何事だ、と騒ぎの元手を探すと、どうやら雑誌の撮影をしてるらしい。
そこでミーハーな女子たちが騒いでいるのだ。
はっ、くだらないな!
私にはイケメンで優しい……ん?優しいのか、あれは……まぁ、優しい彼氏がいるから芸能人だとしても、他の男なんて興味ないけどね!
とは言いつつミーハーな私は、女子に紛れて撮影を覗く。
さて、誰が撮影してるんだろう。
ヒョイッと輪の中心にいた彼を覗きこんだ時の私の顔は、まさに目が点。
「あ。なまえっち」
彼の口がそう呟いた瞬間、ファンの女たちはザワザワと騒ぎ出す。
黄瀬くんの視線を辿った彼女たちは、
私のことを睨みつけるように見る。
私は頬が引きつるのを感じながら、助けを求めるように黄瀬くんを見つめる。
黄瀬くんはハッとして、私へと手を伸ばす。
「手!捕まって!」
黄瀬くんが近づいたことでファンは再びキャーキャー騒ぎ出し、私は目を細めながら黄瀬くんの手を掴む。

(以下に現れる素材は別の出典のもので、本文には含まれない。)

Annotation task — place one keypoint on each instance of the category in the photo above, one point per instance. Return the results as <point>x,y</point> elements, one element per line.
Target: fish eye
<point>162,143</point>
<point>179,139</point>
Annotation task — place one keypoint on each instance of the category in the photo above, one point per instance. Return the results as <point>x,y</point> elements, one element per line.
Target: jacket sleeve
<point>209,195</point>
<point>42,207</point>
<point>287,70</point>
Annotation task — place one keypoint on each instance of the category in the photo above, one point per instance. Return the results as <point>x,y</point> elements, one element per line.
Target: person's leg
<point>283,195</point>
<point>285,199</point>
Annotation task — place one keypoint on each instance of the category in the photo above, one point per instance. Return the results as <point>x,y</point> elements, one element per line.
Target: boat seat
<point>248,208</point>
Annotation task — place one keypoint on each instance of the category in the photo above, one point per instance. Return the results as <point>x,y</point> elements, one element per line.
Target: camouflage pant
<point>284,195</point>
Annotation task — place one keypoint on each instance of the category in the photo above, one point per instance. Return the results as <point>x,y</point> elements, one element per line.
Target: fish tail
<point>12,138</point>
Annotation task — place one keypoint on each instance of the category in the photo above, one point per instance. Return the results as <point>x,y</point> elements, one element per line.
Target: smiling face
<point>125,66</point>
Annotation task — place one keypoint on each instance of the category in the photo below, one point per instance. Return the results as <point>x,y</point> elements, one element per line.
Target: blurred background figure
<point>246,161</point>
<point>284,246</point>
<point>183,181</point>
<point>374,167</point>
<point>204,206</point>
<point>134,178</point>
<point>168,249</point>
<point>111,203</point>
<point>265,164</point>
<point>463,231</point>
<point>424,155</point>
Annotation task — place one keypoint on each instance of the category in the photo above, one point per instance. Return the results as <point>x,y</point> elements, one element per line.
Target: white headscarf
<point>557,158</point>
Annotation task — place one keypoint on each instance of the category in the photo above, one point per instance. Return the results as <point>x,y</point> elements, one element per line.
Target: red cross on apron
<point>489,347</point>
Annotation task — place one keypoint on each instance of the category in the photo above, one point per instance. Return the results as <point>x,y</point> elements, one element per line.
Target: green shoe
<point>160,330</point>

そのまま引っ張られ、少し離れたところに停めてあった、所謂ロケバスのような車に乗せられる。
「ごめん、なまえっち!つい名前呼んじゃって…」
「いや、大丈夫…。それより、撮影のほうは?大丈夫なの?」
「いや、それが…」
黄瀬くんが気まずそうに視線を逸らしたとき、車のドアが乱暴に開かれた。
「黄瀬ぇ!これどうゆうことだ!」
「え!?青峰くん!?」
黄瀬くんと似たような格好をした青峰くんが青筋を立てながら黄瀬くんに詰め寄る。
「あ?なんでなまえが…」
「青峰くんこそ…」
「黄瀬が今すぐ来いっつーから来てやったら、いきなり服脱がされて着替えさせられて、モデル代理しろってよ。ふざけんなよ」
出た、モデル代理。
ご愁傷さま、青峰くん。
「誰がモデルなんかやるかよ!俺は帰る!」
「いいんスかー?帰って」
「は?」
「青峰っちがモデル代理やらないなら、またなまえっちに頼むことになりそうッスけど」
「え!?やだやだやだ!またあんな恥ずかしいこと…」
「俺となまえっちが手繋いで写真撮ったりしてても、彼氏の青峰っちは何とも思わないんスねー」
ニヤニヤと、挑発するように青峰くんを見る黄瀬くん。
正直、様になっててイケメンでっす。
「っあー!くそ!やりゃあいいんだろ!?」
青峰くんが折れるなんて…。
やるな、黄瀬くん。
「おい、なまえ。頼まれたとしても、もう二度とモデル代理なんてするなよ」
わかったな、とすごい剣幕で言われ、私は頷く他なかった。